System panics to prevent potential data corruption

When a node experiences a split brain condition and is ejected from the cluster, it panics and displays the following console message:

VXFEN:vxfen_plat_panic: Local cluster node ejected from cluster 
to prevent potential data corruption.
 
How vxfen driver checks for pre-existing split brain condition

The vxfen driver functions to prevent an ejected node from rejoining the cluster after the failure of the private network links and before the private network links are repaired.

For example, suppose the cluster of system 1 and system 2 is functioning normally when the private network links are broken. Also suppose system 1 is the ejected system. When system 1 restarts before the private network links are restored, its membership configuration does not show system 2; however, when it attempts to register with the coordinator disks, it discovers system 2 is registered with them. Given this conflicting information about system 2, system 1 does not join the cluster and returns an error from vxfenconfig that resembles:

vxfenconfig: ERROR: There exists the potential for a preexisting 
split-brain. The coordinator disks list no nodes which are in 
the current membership. However, they also list nodes which are 
not in the current membership.
 

I/O Fencing Disabled!

Also, the following information is displayed on the console:

<date> <system name> vxfen: WARNING: Potentially a preexisting

<date> <system name> split-brain.

<date> <system name> Dropping out of cluster.

<date> <system name> Refer to user documentation for steps

<date> <system name> required to clear preexisting split-brain.

<date> <system name>

<date> <system name> I/O Fencing DISABLED!

<date> <system name>

<date> <system name> gab: GAB:20032: Port b closed

However, the same error can occur when the private network links are working and both systems go down, system 1 restarts, and system 2 fails to come back up. From the view of the cluster from system 1, system 2 may still have the registrations on the coordinator disks.

Case 1: system 2 up, system 1 ejected (actual potential split brain)

Determine if system1 is up or not. If it is up and running, shut it down and repair the private network links to remove the split brain condition. restart system 1.

Case 2: system 2 down, system 1 ejected (apparent potential split brain)
  1. Physically verify that system 2 is down.
  2. Verify the systems currently registered with the coordinator disks.
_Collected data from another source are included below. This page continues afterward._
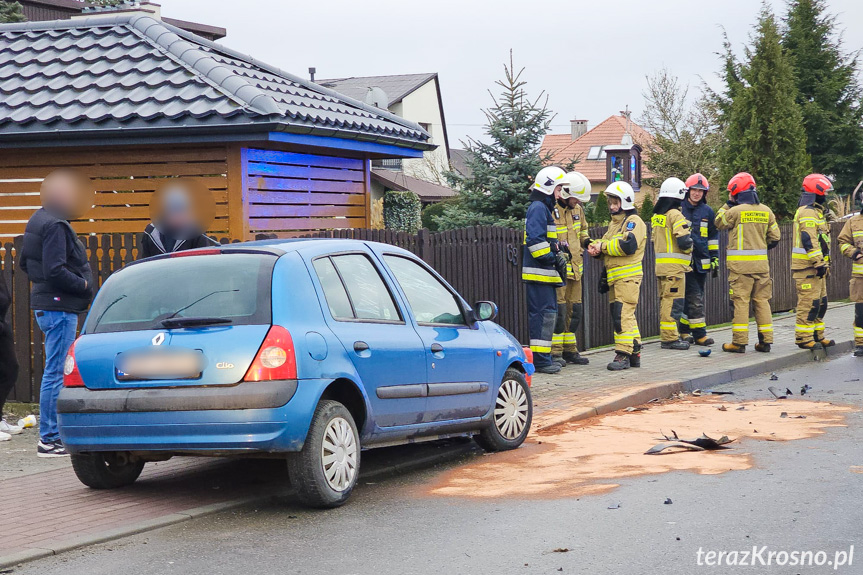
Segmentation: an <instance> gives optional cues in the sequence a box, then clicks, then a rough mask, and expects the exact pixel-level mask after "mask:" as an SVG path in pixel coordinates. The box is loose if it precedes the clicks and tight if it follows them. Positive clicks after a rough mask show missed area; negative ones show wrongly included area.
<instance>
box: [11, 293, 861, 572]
mask: <svg viewBox="0 0 863 575" xmlns="http://www.w3.org/2000/svg"><path fill="white" fill-rule="evenodd" d="M852 316H853V306H850V305H842V304H838V305H835V306H833V307H832V308H831V310H830V312H829V313H828V315H827V324H828V328H827V336H828V337H832V338H834V339H837V340H838V341H847V340H850V338H851V323H852ZM774 325H775V340H776V344H775V345H774V351H773V352H772V353H771V354H769V355H765V354H759V353H755V352H754V351H753V350H751V346H750V349H749V351H747V353H746V354H744V355H738V354H727V353H723V352H722V351H721V350H719V346H720V345H721V344H722V343H724V342H726V341H729V340H730V336H731V332H730V330H729V329H728V328H725V329H718V330H712V331H711V336H712V337H713V338H714V339H715V340H716V344H715V345H714V346H713V353H712V354H711V355H710V356H709V357H707V358H701V357H699V356H698V350H697V349H695V348H693V349H692V350H690V351H686V352H681V351H670V350H661V349H660V348H659V343H658V342H648V343H647V344H646V345H645V347H644V351H643V353H642V358H643V359H642V367H641V369H630V370H628V371H625V372H622V373H612V372H609V371H607V370H606V368H605V366H606V363H608V362H609V361H610V360H611V358H612V356H613V352H612V351H610V350H598V351H593V352H589V353H588V354H587V355H588V357H589V358H590V365H588V366H568V367H566V368H564V370H563V371H562V372H561V373H560V374H557V375H553V376H548V375H543V376H535V377H534V379H533V388H532V389H533V396H534V403H535V411H534V425H535V427H536V428H541V427H544V426H548V425H552V424H554V423H556V422H559V421H564V420H566V419H567V418H571V417H573V416H574V415H577V414H578V413H580V412H584V411H586V410H595V408H596V406H597V405H600V404H602V403H605V404H608V400H609V398H614V397H625V396H627V395H630V394H632V393H634V392H636V391H638V390H645V389H652V388H654V387H655V386H657V385H662V384H663V383H673V382H679V381H681V380H690V379H693V378H696V377H702V376H708V375H712V374H718V373H720V372H727V370H729V369H734V368H737V367H743V366H757V365H759V364H760V363H762V362H765V361H766V360H768V359H770V360H773V359H779V360H780V361H781V360H782V359H783V358H790V357H791V356H792V355H798V354H799V353H801V350H799V349H797V347H796V346H795V345H794V317H793V316H787V317H783V318H779V319H777V320H776V321H775V324H774ZM753 330H754V328H753ZM751 336H752V337H753V338H754V332H753V333H752V334H751ZM699 349H700V348H699ZM803 353H808V352H803ZM643 400H644V401H646V400H647V399H643ZM594 412H595V411H594ZM13 441H14V442H15V443H20V445H19V447H21V446H24V445H25V442H26V446H28V447H29V446H32V443H34V442H35V435H34V432H33V431H32V430H29V431H27V432H25V435H23V436H16V437H15V438H13ZM7 445H8V444H7ZM34 458H35V454H34ZM0 465H2V461H0ZM35 467H36V469H37V471H36V472H34V473H30V474H21V473H19V474H16V475H15V476H12V477H10V478H8V479H3V480H0V524H3V525H6V526H16V527H17V529H7V530H6V531H5V532H4V534H3V536H2V537H0V561H2V558H3V556H9V555H11V554H12V553H15V552H19V551H24V550H33V549H55V548H56V546H57V544H58V542H67V541H69V540H70V539H74V538H76V537H83V536H87V535H94V534H98V533H102V532H106V531H109V530H112V529H117V528H122V527H126V526H130V525H134V524H136V523H140V522H142V521H147V520H153V519H156V518H159V517H162V516H165V515H170V514H177V513H180V514H182V513H183V512H184V511H189V510H191V509H194V508H197V507H201V506H205V505H212V504H218V503H224V502H228V501H231V500H235V499H241V498H245V497H249V496H253V495H255V494H260V493H262V492H266V491H273V490H277V489H278V487H279V486H286V485H287V474H286V472H285V471H284V466H283V465H281V464H280V463H279V462H277V461H258V460H219V459H215V460H212V459H206V458H176V459H174V460H171V461H167V462H162V463H150V464H148V465H147V466H146V467H145V468H144V472H143V474H142V475H141V478H140V479H139V480H138V481H137V482H136V483H135V484H134V485H132V486H130V487H127V488H124V489H118V490H112V491H97V490H92V489H88V488H86V487H84V486H83V485H81V483H79V482H78V480H77V478H76V477H75V475H74V473H73V472H72V469H71V467H70V466H68V464H66V465H65V466H64V467H62V468H60V469H54V470H49V471H44V470H42V469H44V468H39V467H38V466H35ZM24 473H26V470H24Z"/></svg>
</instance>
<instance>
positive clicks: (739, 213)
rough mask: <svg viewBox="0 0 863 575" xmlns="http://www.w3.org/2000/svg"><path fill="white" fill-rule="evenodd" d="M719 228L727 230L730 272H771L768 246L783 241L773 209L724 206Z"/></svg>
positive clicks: (749, 207)
mask: <svg viewBox="0 0 863 575" xmlns="http://www.w3.org/2000/svg"><path fill="white" fill-rule="evenodd" d="M716 227H717V228H719V229H720V230H728V252H727V253H726V258H725V259H726V262H727V265H728V270H729V271H732V272H735V273H738V274H763V273H770V263H769V262H768V261H767V244H768V243H770V242H778V241H779V239H780V238H781V234H780V232H779V224H777V223H776V216H775V215H773V210H771V209H770V208H768V207H767V206H765V205H764V204H738V205H736V206H734V207H731V208H729V207H728V206H723V207H722V209H720V210H719V213H718V214H717V215H716Z"/></svg>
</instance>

Use the following command:

    # vxfenadm -g all -f /etc/vxfentab

    The output of this command identifies the keys registered with the coordinator disks.

  3. Clear the keys on the coordinator disks as well as the data disks using the command /opt/VRTSvcs/rac/bin/vxfenclearpre.

    See Clearing keys after split brain using vxfenclearpre command

  4. Make any necessary repairs to system 2 and restart.